NO. 22 GEORGIA TECH 45, NO. 11 GEORGIA 42: STREAK DOGGONE
Jackets recover after trailing by 16 at half
The Atlanta Journal-Constitution
Sunday, November 30, 2008
Athens —- If seven was heaven, can one be as fun?
Ask Georgia Tech, which on a raw Saturday afternoon at Sanford Stadium brought down one of Georgia’s most historic stretches of domination with some history of its own in a raucous 45-42 victory before 92,746 wet people.
Riding a thunderous 26-point third quarter, the Jackets came from 16 down to terminate Georgia’s seven-year win streak with a 409-yard rushing performance —- A-back Roddy Jones went for 214 by himself —- and then held on against Georgia’s air game.
The Jackets still haven’t covered Bulldogs split end Mohamed Massaquoi (11 catches for 180 yards), and quarterback Matthew Stafford threw for a career-high 407 yards and tied the school record with five touchdown passes.

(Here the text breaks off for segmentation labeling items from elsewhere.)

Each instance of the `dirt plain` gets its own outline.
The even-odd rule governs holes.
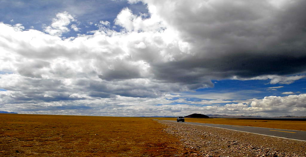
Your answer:
[[[166,126],[153,119],[0,114],[0,156],[192,156],[200,155],[196,150],[184,147],[181,139],[175,135],[167,134],[164,131]],[[204,123],[219,124],[223,120],[222,123],[234,123],[224,124],[237,125],[239,125],[235,123],[241,123],[235,120],[226,122],[229,120],[186,119],[186,121],[209,120]],[[233,122],[235,121],[238,122]],[[242,123],[259,127],[267,127],[265,125],[268,123],[268,122],[260,122],[246,121]],[[272,124],[269,124],[268,127],[277,128],[274,126],[281,123],[282,127],[287,126],[287,129],[306,130],[305,121],[304,125],[299,121],[271,123]],[[264,125],[256,125],[262,123]]]
[[[0,114],[0,156],[186,156],[192,152],[141,118]]]
[[[160,120],[176,120],[176,118],[175,118],[158,117],[154,118]],[[228,118],[185,118],[185,122],[306,131],[306,120],[299,120],[292,119],[275,120],[260,119],[248,119]]]

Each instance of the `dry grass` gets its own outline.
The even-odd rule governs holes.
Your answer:
[[[161,120],[176,120],[175,118],[155,118]],[[282,129],[306,131],[306,121],[246,120],[238,118],[185,118],[185,122],[227,124]]]
[[[2,114],[0,120],[0,156],[179,156],[190,151],[150,119]]]

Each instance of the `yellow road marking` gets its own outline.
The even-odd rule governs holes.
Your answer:
[[[285,132],[286,133],[295,133],[294,132],[289,132],[289,131],[279,131],[278,130],[270,130],[270,131],[280,131],[281,132]]]

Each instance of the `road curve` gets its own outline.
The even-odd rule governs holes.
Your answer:
[[[218,127],[306,142],[306,131],[304,131],[200,123],[177,122],[175,120],[165,120],[178,123]]]

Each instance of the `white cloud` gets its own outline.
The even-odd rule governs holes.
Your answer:
[[[273,88],[282,88],[284,87],[283,86],[280,86],[277,87],[268,87],[267,88],[268,89],[273,89]]]
[[[270,83],[271,84],[289,84],[293,83],[294,81],[301,79],[304,78],[306,76],[304,75],[289,76],[280,76],[276,75],[267,75],[257,76],[250,78],[244,78],[239,77],[235,76],[233,77],[233,79],[239,80],[263,80],[268,79],[271,80]]]
[[[0,71],[9,72],[0,73],[7,90],[0,91],[2,108],[113,116],[304,114],[305,94],[245,101],[234,92],[175,94],[212,87],[212,80],[289,84],[304,78],[304,2],[143,2],[150,16],[123,9],[114,21],[120,32],[101,21],[92,34],[58,37],[69,26],[83,30],[66,12],[44,27],[49,34],[0,23]],[[186,104],[169,105],[175,102]]]
[[[110,25],[110,22],[107,21],[100,21],[99,23],[101,24],[108,27],[109,27]]]
[[[287,91],[286,92],[283,92],[282,93],[282,94],[289,95],[289,94],[294,94],[294,93],[292,91]]]
[[[65,11],[59,12],[56,16],[56,18],[52,19],[51,26],[45,27],[44,30],[51,35],[61,37],[63,33],[70,31],[67,26],[71,21],[74,21],[75,20],[71,15]],[[75,27],[73,28],[75,30],[75,29],[77,28]]]

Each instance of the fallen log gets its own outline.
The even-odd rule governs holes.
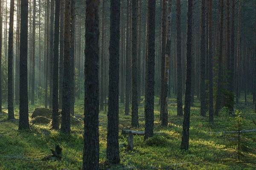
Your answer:
[[[226,131],[224,132],[208,132],[208,133],[235,133],[238,132],[238,131]],[[248,132],[256,132],[256,129],[251,130],[243,130],[240,131],[240,133],[248,133]]]
[[[128,135],[129,132],[131,132],[131,134],[133,135],[139,135],[139,136],[143,136],[145,134],[145,132],[140,131],[134,131],[129,130],[122,130],[122,134],[123,135]],[[164,132],[154,132],[154,134],[163,134]]]

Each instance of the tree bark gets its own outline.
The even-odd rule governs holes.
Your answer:
[[[99,170],[99,0],[86,0],[83,170]]]
[[[14,0],[11,0],[10,4],[10,22],[8,42],[8,119],[14,119],[13,108],[13,89],[12,72],[13,60],[13,18],[14,15]]]
[[[53,46],[53,82],[55,83],[52,87],[52,129],[59,128],[58,82],[58,47],[60,30],[60,0],[55,0],[55,17],[54,22],[54,43]]]
[[[187,25],[186,64],[186,88],[185,90],[185,106],[184,118],[181,140],[181,149],[189,149],[189,119],[190,118],[190,98],[191,94],[191,72],[192,70],[192,14],[193,12],[193,0],[188,2],[188,14]]]
[[[19,129],[29,129],[28,100],[28,0],[20,3],[20,120]]]
[[[181,72],[181,35],[180,29],[180,0],[177,1],[177,115],[183,115],[182,110],[182,77]]]
[[[110,8],[107,159],[110,163],[116,164],[120,162],[118,141],[120,0],[111,0]]]
[[[154,135],[154,92],[155,66],[155,32],[156,1],[148,0],[147,33],[148,43],[146,76],[147,77],[145,93],[145,132],[144,140]]]
[[[138,117],[138,91],[137,82],[137,0],[132,0],[132,101],[131,126],[139,126]]]

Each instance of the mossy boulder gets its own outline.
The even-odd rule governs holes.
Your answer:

But after UGA closed to within three points on Stafford’s last touchdown throw to A.J. Green with 4:04 to play, Tech salted it away with seven last sloughs into the Bulldogs line to kill the clock. Georgia, which yielded 35 points or more for the fifth time this season, watched Tech’s option spring a pair of 100-yard performers. B-back Jonathan Dwyer joined Jones with an additional 144 of his own.

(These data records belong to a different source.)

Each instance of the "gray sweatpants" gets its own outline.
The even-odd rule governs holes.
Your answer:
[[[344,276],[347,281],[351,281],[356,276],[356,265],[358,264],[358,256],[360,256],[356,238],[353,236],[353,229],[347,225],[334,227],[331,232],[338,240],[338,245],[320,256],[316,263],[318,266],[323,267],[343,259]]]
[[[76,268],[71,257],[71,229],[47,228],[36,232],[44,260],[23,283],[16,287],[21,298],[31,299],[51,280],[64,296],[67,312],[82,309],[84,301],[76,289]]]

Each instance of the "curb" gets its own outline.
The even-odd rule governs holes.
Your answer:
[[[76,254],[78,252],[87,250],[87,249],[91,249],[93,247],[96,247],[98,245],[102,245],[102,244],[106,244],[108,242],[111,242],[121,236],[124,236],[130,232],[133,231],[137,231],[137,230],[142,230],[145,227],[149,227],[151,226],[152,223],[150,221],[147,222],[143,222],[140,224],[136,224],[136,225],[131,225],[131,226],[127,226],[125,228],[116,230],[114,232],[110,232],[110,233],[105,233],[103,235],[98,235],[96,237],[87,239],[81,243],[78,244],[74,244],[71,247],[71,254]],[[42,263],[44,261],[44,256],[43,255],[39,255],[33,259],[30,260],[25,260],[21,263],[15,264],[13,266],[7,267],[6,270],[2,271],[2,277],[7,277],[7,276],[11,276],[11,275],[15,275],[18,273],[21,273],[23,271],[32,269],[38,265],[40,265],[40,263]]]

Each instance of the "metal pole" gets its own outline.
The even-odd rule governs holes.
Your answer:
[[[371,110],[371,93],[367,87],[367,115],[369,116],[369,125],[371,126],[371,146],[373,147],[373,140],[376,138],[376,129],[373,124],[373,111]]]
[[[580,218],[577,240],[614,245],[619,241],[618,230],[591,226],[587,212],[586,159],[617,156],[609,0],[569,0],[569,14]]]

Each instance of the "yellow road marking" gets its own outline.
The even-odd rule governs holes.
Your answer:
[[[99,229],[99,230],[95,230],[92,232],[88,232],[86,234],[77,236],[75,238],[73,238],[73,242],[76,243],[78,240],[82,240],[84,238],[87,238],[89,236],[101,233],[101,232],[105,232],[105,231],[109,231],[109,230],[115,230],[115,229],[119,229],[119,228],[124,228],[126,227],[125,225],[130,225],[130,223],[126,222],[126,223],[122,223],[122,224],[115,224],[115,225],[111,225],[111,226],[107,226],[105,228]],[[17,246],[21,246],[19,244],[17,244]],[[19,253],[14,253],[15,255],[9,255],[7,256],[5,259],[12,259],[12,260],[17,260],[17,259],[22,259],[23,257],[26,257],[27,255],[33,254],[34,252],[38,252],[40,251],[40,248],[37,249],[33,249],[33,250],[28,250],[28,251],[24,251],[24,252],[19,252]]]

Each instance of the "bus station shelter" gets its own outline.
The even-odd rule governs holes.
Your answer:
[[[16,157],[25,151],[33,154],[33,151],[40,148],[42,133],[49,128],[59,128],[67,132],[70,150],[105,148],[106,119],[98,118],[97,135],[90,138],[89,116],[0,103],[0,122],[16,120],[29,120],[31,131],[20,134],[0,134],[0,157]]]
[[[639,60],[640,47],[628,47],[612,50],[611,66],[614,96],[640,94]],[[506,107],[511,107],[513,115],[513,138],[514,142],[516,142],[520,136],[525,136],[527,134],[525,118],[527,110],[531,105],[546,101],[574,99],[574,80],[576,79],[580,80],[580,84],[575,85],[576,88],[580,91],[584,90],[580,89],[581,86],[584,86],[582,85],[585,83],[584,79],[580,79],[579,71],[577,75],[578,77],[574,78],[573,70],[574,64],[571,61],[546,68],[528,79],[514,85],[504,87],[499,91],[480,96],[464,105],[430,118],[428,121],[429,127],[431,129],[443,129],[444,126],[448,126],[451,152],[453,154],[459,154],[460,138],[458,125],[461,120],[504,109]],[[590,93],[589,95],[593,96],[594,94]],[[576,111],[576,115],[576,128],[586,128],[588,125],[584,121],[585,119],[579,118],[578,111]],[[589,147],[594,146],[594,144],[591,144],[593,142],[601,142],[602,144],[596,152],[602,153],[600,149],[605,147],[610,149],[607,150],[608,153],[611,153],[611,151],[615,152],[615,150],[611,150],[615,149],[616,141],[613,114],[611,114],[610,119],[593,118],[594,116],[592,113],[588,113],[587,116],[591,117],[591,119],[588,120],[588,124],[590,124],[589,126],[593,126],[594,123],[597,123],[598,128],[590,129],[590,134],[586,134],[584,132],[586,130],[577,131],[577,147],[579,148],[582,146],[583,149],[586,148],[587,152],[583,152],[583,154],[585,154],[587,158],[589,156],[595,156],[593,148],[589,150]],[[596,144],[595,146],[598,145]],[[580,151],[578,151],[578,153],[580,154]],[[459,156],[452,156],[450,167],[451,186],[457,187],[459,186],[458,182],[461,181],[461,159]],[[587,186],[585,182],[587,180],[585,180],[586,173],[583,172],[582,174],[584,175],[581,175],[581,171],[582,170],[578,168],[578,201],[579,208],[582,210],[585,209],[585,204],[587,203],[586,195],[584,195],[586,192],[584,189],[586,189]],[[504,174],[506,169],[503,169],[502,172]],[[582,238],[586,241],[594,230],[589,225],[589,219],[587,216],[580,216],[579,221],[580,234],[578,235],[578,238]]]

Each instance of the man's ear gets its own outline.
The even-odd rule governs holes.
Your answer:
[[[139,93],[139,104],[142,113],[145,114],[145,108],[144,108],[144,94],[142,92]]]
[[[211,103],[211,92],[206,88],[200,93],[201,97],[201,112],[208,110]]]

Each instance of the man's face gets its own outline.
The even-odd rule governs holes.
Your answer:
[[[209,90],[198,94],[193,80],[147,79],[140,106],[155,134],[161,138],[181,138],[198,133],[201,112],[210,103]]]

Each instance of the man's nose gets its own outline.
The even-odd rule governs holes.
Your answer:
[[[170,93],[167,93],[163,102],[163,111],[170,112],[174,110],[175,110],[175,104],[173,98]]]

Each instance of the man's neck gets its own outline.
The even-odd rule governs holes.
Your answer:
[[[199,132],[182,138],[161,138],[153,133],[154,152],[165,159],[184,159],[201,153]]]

“You can’t do that with this offense,” Tech coach Paul Johnson cracked, parroting the frequent criticism of his offense. “It’s 3 yards and a cloud of dust.”
Nevertheless, Johnson became Tech’s first coach to win nine games his first year, and while the Jackets (9-3) were simultaneously eliminated from the ACC championship game with Virginia Tech’s 17-14 win over Virginia, his team has several postseason options, perhaps the most obvious one the Chick-fil-A Bowl on Dec. 31 in the Georgia Dome.
“We had our chance” Johnson said of the ACC title, “and we didn’t get it done.”
The Bulldogs, also 9-3, appear headed to the Capital One Bowl on Jan. 1 in Orlando, but they could use a break after this one. A 7 1/2 point favorite, Georgia was all over Tech in a 28-12 first half, after which it was blown away.
“Most streaks must end,” Georgia coach Mark Richt said. “I’m sorry this one ended today.”
“We have guys who a lot of Division I football factories wouldn’t even look at,” said Tech defensive tackle Darryl Richard, a sprig of Georgia’s sacred hedge hanging from his right ear. “[But] on the field, you don’t have to go to a football factory to have success.
“We just had success against one of the biggest football factories in the country, picked No. 1 in the preseason.”
Johnson’s message at halftime was as blunt as he has typically been in his first year in town. Tech had been outgained 318 yards to 142, and without rover Morgan Burnett’s 35-yard interception return for a touchdown late in the first quarter, it might have been a run-out.
“I just said, ‘Hey, it’s 60 minutes. Anybody who came over here and didn’t think it’s going to be that kind of game, don’t come back out,’ ” Johnson said. “We talked about we’re going to get the ball first [to open the second half] and we’re going to go down and score.
“I didn’t know it’d be on one play.”
Dwyer went 60 yards for a touchdown on Tech’s first snap, and, as Jackets quarterback Josh Nesbitt said, “It opened up everything.”
Tech scored three touchdowns in nearly seven minutes and then used a long lateral pass to tackle Austin Barrick for 11 yards to set up a Scott Blair field goal for a 38-28 lead with 1:14 left in the third.
“Ten guys are doing it right and one guy might let it go, and that cost us the game right there,” Georgia linebacker Rennie Curran said of Tech’s onslaught. “With this offense, one guy makes a little mistake and it gets blown out the gates. That’s pretty much what happened.”
The clincher came after the Bulldogs closed to 38-35 when Knowshon Moreno, who finished with 94 ground yards and an additional 74 receiving, went 32 yards for a touchdown with 10:23 left. Tech answered just six plays later, Jones going 54 yards down the Georgia sideline to restore the lead to 10 points.
“I’m just hurtin’ ,” Georgia defensive end Jarius Wynn said. “We’re not supposed to be going out like this.”
If this was his initiation to the Georgia rivalry, Johnson would take it. While Richt lamented that Tech’s offense is “going to be tough for anyone that plays them,” Johnson was asked about his first experience in the state series.
“I imagine it’ll be fun next year,” he said. “It was fun today.”